7:45 a.m. I’ve got a front row seat on the 50 yard-line of The Mystery. I’m listening to Isaac’s heartbeat, broadcast live in the birthing room. He can’t be happy; the doctor just drained the hot tub, so to speak. Isaac’s days in The Garden are over. He’s being evicted.
10:12 a.m. Alexis Rose is her name. It’s so beautiful. She … is so beautiful. Me, the father of three sons, finally has a daughter. How did I get so lucky?
For in this rose contained was/ Heaven and earth in little space
11:02 a.m. Alexis is magnificent. Magnificent, meaning, “that which magnifies.” (You rarely get to use the word literally.) Like every mother before her, Alexis’ passion magnifies pretty much everything that really matters. Life, hope, and the cost of love. Miracles and meaning. Another chance to get things right. M a g n i f i e d. In fact, I just quoted Jesus’ mother to my Mighty Might daughter-in-law …
My soul doth magnify the Lord, and my spirit hath rejoiced in God my Savior. For he hath regarded the lowliness of his handmaiden.
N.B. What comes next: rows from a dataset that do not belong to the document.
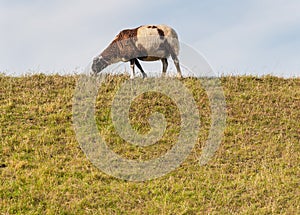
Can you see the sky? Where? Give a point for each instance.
(249, 37)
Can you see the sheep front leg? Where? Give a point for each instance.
(140, 67)
(165, 66)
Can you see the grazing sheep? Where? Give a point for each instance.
(146, 43)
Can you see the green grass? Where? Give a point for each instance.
(256, 170)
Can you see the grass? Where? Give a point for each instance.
(256, 170)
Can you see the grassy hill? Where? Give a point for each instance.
(255, 170)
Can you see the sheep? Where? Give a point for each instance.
(146, 43)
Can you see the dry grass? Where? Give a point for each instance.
(256, 169)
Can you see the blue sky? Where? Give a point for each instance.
(236, 37)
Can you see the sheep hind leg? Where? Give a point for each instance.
(132, 63)
(176, 62)
(165, 66)
(175, 59)
(140, 68)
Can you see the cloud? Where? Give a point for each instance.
(246, 48)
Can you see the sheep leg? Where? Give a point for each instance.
(140, 67)
(176, 62)
(165, 66)
(175, 59)
(132, 69)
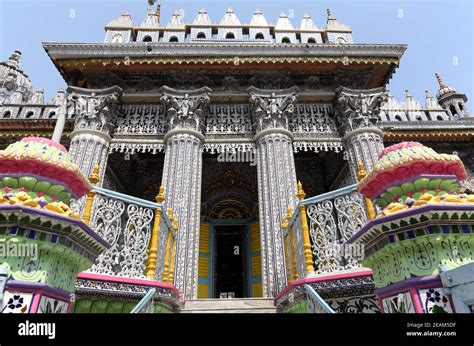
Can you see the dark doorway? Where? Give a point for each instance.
(229, 274)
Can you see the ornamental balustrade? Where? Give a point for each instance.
(331, 219)
(141, 234)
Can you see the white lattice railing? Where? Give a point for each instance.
(127, 223)
(331, 219)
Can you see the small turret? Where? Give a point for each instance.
(451, 100)
(337, 32)
(119, 30)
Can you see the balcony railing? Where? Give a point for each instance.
(141, 234)
(330, 219)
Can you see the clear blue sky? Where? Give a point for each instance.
(439, 33)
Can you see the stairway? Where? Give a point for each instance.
(236, 305)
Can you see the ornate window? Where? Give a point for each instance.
(229, 210)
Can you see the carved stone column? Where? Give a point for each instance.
(357, 115)
(277, 185)
(94, 111)
(182, 178)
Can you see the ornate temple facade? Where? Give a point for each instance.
(255, 133)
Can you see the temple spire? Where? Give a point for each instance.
(440, 81)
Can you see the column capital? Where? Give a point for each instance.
(356, 109)
(272, 108)
(185, 108)
(93, 109)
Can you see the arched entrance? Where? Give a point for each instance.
(229, 244)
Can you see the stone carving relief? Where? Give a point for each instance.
(272, 108)
(94, 109)
(358, 108)
(185, 108)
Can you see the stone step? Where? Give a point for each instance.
(238, 305)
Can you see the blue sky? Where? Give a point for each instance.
(439, 33)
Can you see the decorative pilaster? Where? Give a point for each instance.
(94, 111)
(276, 178)
(357, 115)
(182, 177)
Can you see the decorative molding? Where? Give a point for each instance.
(185, 108)
(357, 109)
(272, 109)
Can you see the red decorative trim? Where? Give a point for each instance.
(141, 282)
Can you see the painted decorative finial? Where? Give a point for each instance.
(440, 81)
(284, 222)
(361, 174)
(160, 197)
(329, 14)
(94, 178)
(301, 194)
(158, 11)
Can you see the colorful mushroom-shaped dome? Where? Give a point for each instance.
(39, 172)
(411, 170)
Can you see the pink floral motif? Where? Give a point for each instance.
(391, 174)
(46, 141)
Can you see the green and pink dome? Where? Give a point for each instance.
(410, 170)
(39, 172)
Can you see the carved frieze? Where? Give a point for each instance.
(94, 109)
(358, 108)
(272, 108)
(185, 108)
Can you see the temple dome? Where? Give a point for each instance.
(124, 21)
(202, 18)
(411, 170)
(258, 19)
(443, 88)
(176, 21)
(230, 18)
(38, 172)
(15, 86)
(283, 23)
(307, 23)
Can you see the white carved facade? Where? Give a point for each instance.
(165, 118)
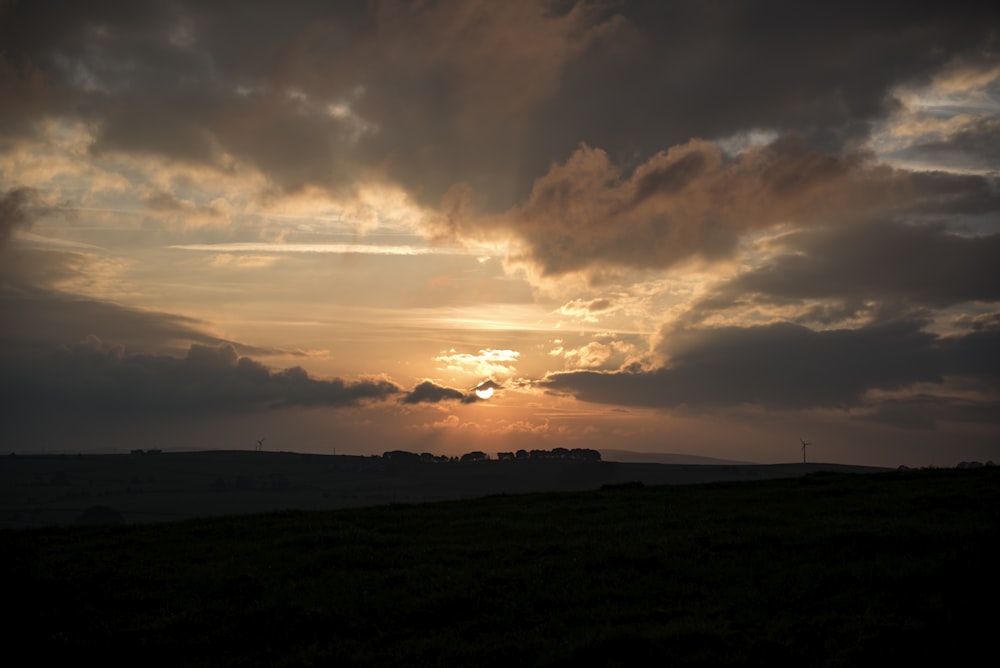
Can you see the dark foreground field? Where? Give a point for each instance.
(824, 569)
(38, 490)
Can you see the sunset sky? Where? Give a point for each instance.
(698, 227)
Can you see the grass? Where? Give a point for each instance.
(823, 570)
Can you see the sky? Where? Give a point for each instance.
(712, 228)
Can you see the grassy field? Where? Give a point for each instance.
(826, 569)
(39, 490)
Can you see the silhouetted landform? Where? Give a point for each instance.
(825, 569)
(166, 486)
(666, 458)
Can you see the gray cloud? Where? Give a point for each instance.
(16, 211)
(93, 378)
(977, 145)
(438, 93)
(585, 214)
(787, 366)
(431, 393)
(883, 262)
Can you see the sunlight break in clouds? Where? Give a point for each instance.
(690, 226)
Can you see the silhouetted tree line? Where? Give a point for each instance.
(577, 454)
(404, 457)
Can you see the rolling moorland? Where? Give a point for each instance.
(154, 486)
(825, 568)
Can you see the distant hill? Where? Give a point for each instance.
(663, 458)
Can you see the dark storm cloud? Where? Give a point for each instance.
(787, 366)
(438, 93)
(16, 211)
(692, 200)
(90, 377)
(431, 393)
(977, 145)
(882, 262)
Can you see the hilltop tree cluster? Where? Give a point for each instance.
(576, 454)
For behold, from henceforth all generations shall call me blessed. For he that is mighty hath magnified me and holy is his Name. — Mary
12:48 p.m. The coolest nurse ever comes in. She’s an angel, masquerading as a nurse. Woman to woman, she doses Alexis with comfort and confidence. I meet the worker’s eye and do my best to pour my wordless gratitude into her soul.
3:05 p.m. Behold, the woman. Creation groans. Then roars. Alexis suffers in holy service to love.
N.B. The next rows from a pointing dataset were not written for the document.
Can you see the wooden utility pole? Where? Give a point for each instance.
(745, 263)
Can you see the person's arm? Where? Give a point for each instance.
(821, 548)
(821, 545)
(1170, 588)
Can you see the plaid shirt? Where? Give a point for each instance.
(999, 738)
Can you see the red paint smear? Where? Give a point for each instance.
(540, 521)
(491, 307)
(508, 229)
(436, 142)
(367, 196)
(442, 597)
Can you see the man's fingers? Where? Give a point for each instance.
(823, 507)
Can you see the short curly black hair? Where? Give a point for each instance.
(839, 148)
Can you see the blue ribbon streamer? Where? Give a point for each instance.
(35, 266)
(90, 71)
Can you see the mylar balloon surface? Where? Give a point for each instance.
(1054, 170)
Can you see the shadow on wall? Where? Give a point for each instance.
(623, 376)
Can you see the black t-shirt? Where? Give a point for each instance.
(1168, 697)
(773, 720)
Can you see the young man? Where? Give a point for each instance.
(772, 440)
“To the woman God said, ‘I will greatly increase your pangs in childbearing; in pain you shall bring forth your children.’” — Genesis 3
Really? Do you think? “It’s not true because it’s in the Bible,” my teacher said to me, once. “It’s in the Bible because it’s true.” I paste a wry smile over my helplessness. Is there anything more irrelevant than a man in a birthing room?
Hmm. A chance to get things right again. A chance to make things right. As the prophet Isaiah said, “I will save you, oh Israel. I will save you through your children.”
See, I only, ever, have had two things on my bucket list. First, I wanted the chance to be the father I always wanted to have. But second, and more important, I wanted (before I died) to look across a room and watch one of my sons being a really good father. Kind, loving, wise, admiring, patient, constant. The kind that never hits. Never humiliates. Never degrades or profanes his children.
Because then I will know that I stopped it. I will have laid down on the grenade, absorbed its energy and transformed it into peace and healing. I will have made sense of my life – its light and its dark. Then I can die in peace.
“Lord, now lettest thou thy servant depart in peace, for mine eyes hath seen thy salvation …” — Luke 2
5:30 p.m. The doctor says we’re almost there. The nurse adjusts the magic bed to Launch Position. Seriously, this bed is crazy. 3, 4, 5 hundred years ago Alexis would be squatting in a hut. Or a rice paddy. Or the back of a wagon.
6:20 p.m. The only way out is through. Agony, the only road to joy. She sinks deep inside herself now.
8:06 p.m. I’m drowning in little blue eyes. Heaven and earth in such a little space, every time a baby is born. Everything that matters right there in your hands, in the form of a squawling little meatloaf.
Get a shovel. You’re gonna have to scrape me off the floor like so much warm jello.